Unfortunately, taking advantage of natural NATO-EU relations faces unnatural obstacles. The two organizations have yet to establish effective cooperation due to age-old bureaucratic-institutional disagreements related to some countries being members of NATO but not the EU (Turkey), or vice versa (Cyprus).

Furthermore, countries like France have until recently been cautious about expanding NATO's role into nonmilitary security areas. It is critical that EU and NATO members get beyond these barriers and find ways to work together on challenges that confront the trans-Atlantic community. This is what members expect.

No big headlines on NATO-EU relations are expected at Bucharest, though there should be for the sake of trans-Atlantic relations as well as the people of Afghanistan and Kosovo. The issue of NATO-EU cooperation is at the heart of efforts to make progress on developing a comprehensive approach to crises response, in particular, stabilization and reconstruction operations that reset the institutions and economies of war torn societies.

At Bucharest NATO, which includes most EU members, has an opportunity to begin bringing these two institutions together. The anticipated adoption at Bucharest of a new strategic vision for NATO's mission in Afghanistan, and the call for new strategic concepts for NATO as well as the EU, provide the necessary context for a collective international approach to conflict resolution — one with substantive, cooperative institutional roles for NATO and the EU at its core. Leaders at Bucharest have a chance to set this process in motion, if they seize the opportunity.

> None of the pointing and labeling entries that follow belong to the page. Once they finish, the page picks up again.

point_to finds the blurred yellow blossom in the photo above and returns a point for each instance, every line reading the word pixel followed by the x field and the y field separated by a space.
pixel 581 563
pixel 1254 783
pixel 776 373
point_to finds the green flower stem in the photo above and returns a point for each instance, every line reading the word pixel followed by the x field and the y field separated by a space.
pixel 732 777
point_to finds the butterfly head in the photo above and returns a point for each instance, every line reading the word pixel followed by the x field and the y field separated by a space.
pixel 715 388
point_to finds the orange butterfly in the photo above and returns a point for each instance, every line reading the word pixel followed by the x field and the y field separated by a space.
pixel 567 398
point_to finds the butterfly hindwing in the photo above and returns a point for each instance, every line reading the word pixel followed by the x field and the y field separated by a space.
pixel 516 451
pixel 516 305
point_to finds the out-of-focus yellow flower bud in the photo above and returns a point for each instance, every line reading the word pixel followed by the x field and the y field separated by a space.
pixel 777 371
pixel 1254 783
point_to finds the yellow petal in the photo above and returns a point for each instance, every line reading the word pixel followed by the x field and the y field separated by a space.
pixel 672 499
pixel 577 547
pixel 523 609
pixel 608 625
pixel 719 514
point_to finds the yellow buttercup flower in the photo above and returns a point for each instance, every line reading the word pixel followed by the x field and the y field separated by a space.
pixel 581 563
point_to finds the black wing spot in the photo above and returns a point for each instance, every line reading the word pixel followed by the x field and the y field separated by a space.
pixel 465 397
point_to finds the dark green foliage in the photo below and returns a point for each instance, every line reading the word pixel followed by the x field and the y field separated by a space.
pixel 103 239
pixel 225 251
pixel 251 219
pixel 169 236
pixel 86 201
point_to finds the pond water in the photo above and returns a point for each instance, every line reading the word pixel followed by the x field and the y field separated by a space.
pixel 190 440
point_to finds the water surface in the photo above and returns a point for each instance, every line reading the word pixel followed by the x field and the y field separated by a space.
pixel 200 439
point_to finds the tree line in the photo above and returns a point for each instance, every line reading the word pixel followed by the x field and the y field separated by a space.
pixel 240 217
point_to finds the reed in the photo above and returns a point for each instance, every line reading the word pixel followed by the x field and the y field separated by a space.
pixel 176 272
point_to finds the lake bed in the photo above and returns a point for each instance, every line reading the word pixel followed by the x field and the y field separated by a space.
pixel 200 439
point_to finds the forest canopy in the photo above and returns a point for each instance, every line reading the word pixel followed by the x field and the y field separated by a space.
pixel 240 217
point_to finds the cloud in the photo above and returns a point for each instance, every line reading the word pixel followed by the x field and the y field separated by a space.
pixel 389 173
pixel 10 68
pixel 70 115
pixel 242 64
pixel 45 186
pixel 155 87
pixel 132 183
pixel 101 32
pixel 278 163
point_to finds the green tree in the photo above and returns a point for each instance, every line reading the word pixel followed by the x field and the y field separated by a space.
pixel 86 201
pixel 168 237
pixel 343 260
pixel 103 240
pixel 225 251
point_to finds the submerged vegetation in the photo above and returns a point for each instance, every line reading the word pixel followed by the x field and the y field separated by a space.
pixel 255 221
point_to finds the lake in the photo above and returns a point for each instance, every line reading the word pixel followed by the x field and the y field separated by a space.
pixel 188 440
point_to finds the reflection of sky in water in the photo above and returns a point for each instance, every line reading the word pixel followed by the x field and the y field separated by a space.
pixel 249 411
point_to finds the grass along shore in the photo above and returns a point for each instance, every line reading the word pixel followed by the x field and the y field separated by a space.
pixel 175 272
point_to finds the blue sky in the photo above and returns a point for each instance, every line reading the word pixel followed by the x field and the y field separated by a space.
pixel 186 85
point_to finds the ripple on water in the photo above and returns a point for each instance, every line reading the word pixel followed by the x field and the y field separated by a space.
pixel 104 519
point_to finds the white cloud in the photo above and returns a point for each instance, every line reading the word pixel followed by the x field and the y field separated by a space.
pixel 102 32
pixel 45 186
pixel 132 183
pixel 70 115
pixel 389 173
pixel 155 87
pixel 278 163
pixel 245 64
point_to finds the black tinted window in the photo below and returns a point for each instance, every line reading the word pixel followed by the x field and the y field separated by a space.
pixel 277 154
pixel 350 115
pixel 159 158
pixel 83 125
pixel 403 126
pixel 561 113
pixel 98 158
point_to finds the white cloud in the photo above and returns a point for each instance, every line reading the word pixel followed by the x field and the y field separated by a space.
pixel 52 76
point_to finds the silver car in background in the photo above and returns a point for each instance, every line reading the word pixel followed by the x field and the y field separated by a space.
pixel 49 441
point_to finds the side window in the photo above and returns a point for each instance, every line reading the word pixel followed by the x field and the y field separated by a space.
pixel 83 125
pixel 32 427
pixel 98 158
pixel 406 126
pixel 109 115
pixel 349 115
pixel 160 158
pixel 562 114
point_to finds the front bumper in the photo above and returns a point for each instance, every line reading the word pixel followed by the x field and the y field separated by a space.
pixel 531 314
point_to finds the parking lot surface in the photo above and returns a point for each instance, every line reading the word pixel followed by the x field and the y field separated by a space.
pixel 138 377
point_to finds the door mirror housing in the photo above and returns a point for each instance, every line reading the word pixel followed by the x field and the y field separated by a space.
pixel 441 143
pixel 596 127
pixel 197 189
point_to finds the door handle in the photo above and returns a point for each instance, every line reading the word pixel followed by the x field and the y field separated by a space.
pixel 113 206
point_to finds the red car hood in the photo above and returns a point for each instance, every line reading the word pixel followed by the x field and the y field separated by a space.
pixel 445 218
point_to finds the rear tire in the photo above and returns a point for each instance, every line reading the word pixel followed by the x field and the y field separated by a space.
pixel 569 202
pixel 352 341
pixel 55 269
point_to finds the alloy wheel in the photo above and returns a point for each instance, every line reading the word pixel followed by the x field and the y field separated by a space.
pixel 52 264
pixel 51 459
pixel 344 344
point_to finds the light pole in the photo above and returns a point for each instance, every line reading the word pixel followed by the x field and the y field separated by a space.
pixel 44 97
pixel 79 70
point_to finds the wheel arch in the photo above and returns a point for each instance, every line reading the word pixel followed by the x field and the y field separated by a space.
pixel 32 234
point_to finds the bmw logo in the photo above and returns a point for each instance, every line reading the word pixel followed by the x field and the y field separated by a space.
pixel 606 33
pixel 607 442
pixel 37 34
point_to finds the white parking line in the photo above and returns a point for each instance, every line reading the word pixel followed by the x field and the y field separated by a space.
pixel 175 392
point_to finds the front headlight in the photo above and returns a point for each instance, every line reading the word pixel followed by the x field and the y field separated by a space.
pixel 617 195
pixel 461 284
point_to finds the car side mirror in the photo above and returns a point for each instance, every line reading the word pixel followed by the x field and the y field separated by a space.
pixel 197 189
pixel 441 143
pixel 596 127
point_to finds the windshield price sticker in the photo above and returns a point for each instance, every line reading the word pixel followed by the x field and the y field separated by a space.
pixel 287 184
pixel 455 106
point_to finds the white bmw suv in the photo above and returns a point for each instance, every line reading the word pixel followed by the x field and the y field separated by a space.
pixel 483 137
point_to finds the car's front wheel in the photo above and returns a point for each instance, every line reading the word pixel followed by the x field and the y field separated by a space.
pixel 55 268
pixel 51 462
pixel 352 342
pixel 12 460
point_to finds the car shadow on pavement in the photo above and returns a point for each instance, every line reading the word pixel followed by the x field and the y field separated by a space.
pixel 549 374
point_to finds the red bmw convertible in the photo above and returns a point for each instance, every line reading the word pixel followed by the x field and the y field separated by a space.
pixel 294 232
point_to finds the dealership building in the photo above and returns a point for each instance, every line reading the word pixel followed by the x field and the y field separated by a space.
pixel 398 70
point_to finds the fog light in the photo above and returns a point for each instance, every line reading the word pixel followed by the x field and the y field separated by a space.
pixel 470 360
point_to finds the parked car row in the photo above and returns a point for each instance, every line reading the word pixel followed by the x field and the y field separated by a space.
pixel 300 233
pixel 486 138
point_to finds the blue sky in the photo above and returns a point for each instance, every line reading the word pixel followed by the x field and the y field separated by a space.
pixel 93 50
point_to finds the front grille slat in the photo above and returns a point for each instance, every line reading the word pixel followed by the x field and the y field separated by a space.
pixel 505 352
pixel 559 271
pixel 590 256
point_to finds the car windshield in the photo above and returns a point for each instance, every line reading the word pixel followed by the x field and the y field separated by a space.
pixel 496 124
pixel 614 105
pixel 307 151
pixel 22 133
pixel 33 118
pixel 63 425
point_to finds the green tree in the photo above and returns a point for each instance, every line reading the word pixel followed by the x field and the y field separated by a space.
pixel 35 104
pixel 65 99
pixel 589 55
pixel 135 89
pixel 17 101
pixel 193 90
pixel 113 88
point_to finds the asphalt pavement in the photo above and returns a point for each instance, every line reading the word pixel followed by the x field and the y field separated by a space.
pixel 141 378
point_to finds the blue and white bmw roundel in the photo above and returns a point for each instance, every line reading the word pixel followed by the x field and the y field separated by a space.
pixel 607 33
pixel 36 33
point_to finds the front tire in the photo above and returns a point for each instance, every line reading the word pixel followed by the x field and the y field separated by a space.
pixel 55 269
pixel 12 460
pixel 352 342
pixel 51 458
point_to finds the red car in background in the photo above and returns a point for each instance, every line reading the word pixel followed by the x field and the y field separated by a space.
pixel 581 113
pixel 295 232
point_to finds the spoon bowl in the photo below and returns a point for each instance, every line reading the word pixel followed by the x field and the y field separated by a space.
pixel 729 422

There is important work being done on both sides of the Atlantic to improve the nonmilitary component of crisis operations. This has been lacking for years but clearly there is a recognition we cannot succeed in Afghanistan — or the next mission we undertake — without a strengthened civilian element as part of a comprehensive approach to peace missions.

The U.S. government is establishing a civilian reserve corps to ensure that the necessary nonmilitary resources are available for deployment — alongside the military. Similar efforts have been under way in many European countries.

Looking beyond issues of troop levels and restrictions on units operating in Afghanistan, creating a common approach to reconstruction and development is an obvious area for trans-Atlantic cooperation. Europe and the United States should work together on joint training, sharing lessons learned and best practices in this area, not only to ensure our militaries and civilians in the field share a common approach, but also to harmonize the oversight, objectives and resources of every country and institution engaged. NATO is an important framework for creating this common approach. But durable and effective links to the European Union, the United Nations and others are no less important.

Mounting a comprehensive approach to stabilization and reconstruction will require a concerted international effort by many working as one. That is the clear lesson learned from Afghanistan and Kosovo. Europe and the United States are in full agreement on this. The challenge is to start turning that agreement into a coherent and effective strategy — melding civil and military efforts. With clear direction from the Bucharest summit trans-Atlantic partners can get on with this work.

Friis Arne Petersen is the ambassador of Denmark to the United States. Hans Binnendijk is Roosevelt Professor of National Security Policy at the National Defense University. The views expressed are the authors' own.